De overstap erheen was meer van de al gevoelde buikpijn en bijna had ik spijt op het voorstel van Merlijn te zijn ingegaan. Wat ons wachtte was een kale wereld. Nou ja, niet precies, meer een ongenaakbare wereld met grimmige rotsen en afval van de vergane glorie.
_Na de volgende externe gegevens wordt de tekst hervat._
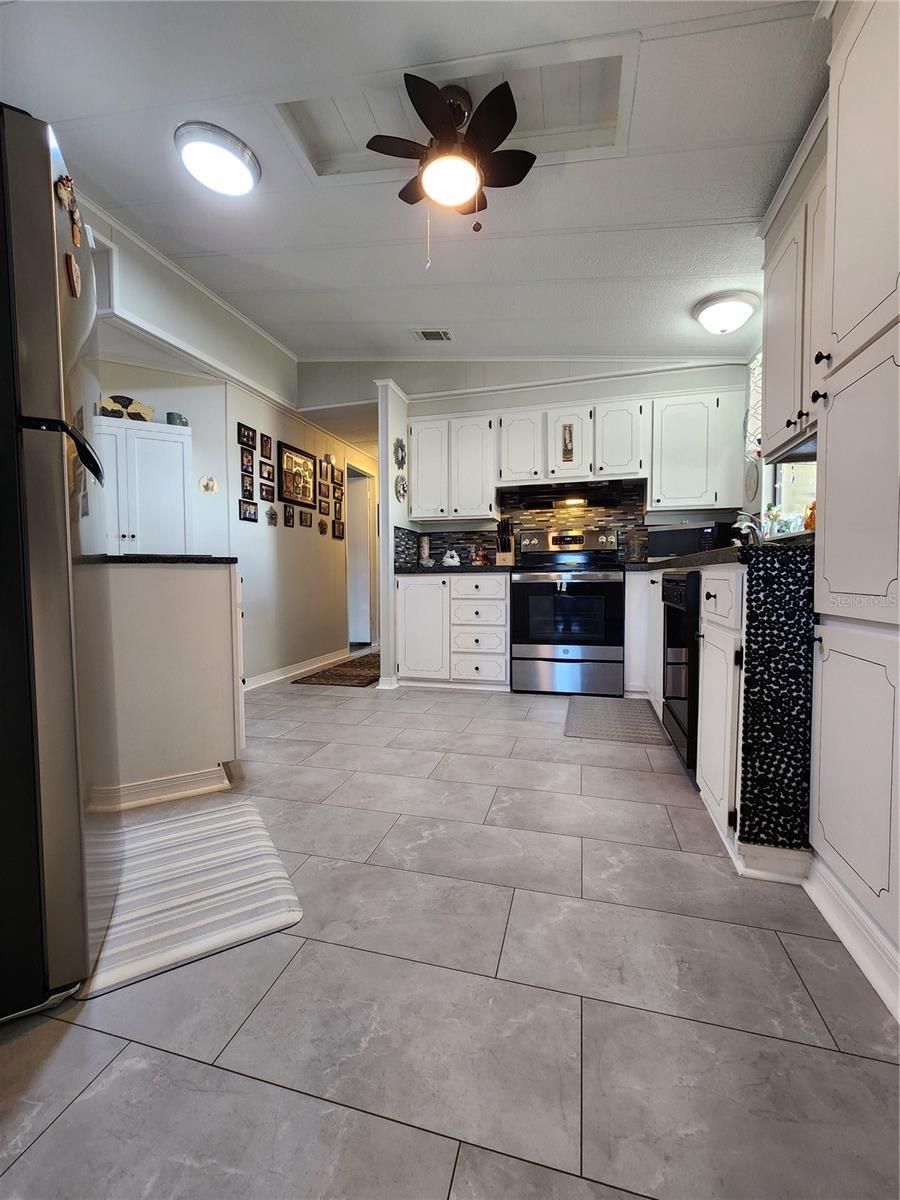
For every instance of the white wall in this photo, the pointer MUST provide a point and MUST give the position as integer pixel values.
(203, 402)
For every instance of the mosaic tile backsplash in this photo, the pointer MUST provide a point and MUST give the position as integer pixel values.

We arriveerden niet zo heel lang na de laatste val en de gevolgen waren overal om ons heen. Brandnetels leken de enige vegetatie. Zo ver ik kon kijken zag ik niets dan braakliggend terrein: stukjes met mos en schimmel begroeide muur, half overwoekerde niet meer te identificeren voorwerpen. Hier en daar schoot iets kleins weg bij onze aankomst, groter dan een rat leek hier niet te leven. Bovendien was de geur niet aangenaam. Niet dat het werkelijk stonk, het leek veeleer benauwd en bedompt.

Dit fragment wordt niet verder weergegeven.